Elle se persuada que les clameurs d’une populace d’idiots ne monteraient pas jusqu’à elle, et qu’elle était invulnérable à de pareilles atteintes. Elle aurait eu raison, s’il y avait au ciel ou sur la terre une puissance équitable occupée de la défense des justes et de la répression des impudens ; mais elle se trompait, car les justes sont faibles et les impudens sont en nombre. Elle s’assit tranquillement auprès de la fenêtre et se mit à travailler. Le soleil couchant envoyait de si vives lueurs dans sa chambre, que tout prenait une couleur de pourpre : et les murailles blanches de son modeste atelier, et sa robe de guingamp, et les pâles feuilles de rose que ses petites mains étaient en train de découper. Cette riche lumière eut une influence soudaine sur ses idées. Geneviève avait toujours eu un vague sentiment de la poésie ; mais elle n’avait jamais aussi nettement aperçu le rapport qui unit les impressions de l’esprit et les beautés extérieures de la nature. Cette puissance se révéla soudainement à elle en cet instant. Une émotion délicieuse, une joie inconnue, succédèrent à ses ennuis. Tout en travaillant avec ardeur, elle s’éleva au-dessus d’elle-même et de toutes les choses réelles qui l’entouraient, pour vouer un culte enthousiaste au nouveau Dieu du nouvel univers déroulé devant elle : et tout en s’unissant à ce Dieu, dans un transport poétique, ses mains créèrent la fleur la plus parfaite qui fut jamais éclose dans son atelier.

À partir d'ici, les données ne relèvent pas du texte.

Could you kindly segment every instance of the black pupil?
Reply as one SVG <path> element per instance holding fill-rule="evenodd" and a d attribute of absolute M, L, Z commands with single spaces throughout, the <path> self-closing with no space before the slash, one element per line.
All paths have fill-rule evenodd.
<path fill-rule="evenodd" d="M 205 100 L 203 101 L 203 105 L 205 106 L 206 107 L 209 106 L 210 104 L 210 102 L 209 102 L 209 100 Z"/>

Quand le soleil fut caché derrière les toits de briques et les massifs de noyers qui encadraient l’horizon, Geneviève posa son ouvrage et resta long-temps à contempler les tons orangés du ciel, et les lignes d’or pâle qui le traversaient. Elle sentit ses yeux humides et sa tête brûlante. Quand elle quitta sa chaise, elle éprouva de vives douleurs dans tous les membres et quelques frissons nerveux. Geneviève était d’une complexion extrêmement délicate : les émotions de la journée, la surprise, la colère, la fierté, l’enthousiasme, en se succédant avec rapidité, l’avaient brisée de fatigue. Elle s’aperçut qu’elle avait réellement la fièvre, et se mit au lit. Alors elle tomba dans les rêveries vagues d’un demi-sommeil, et perdit tout-à-fait le sentiment de la réalité.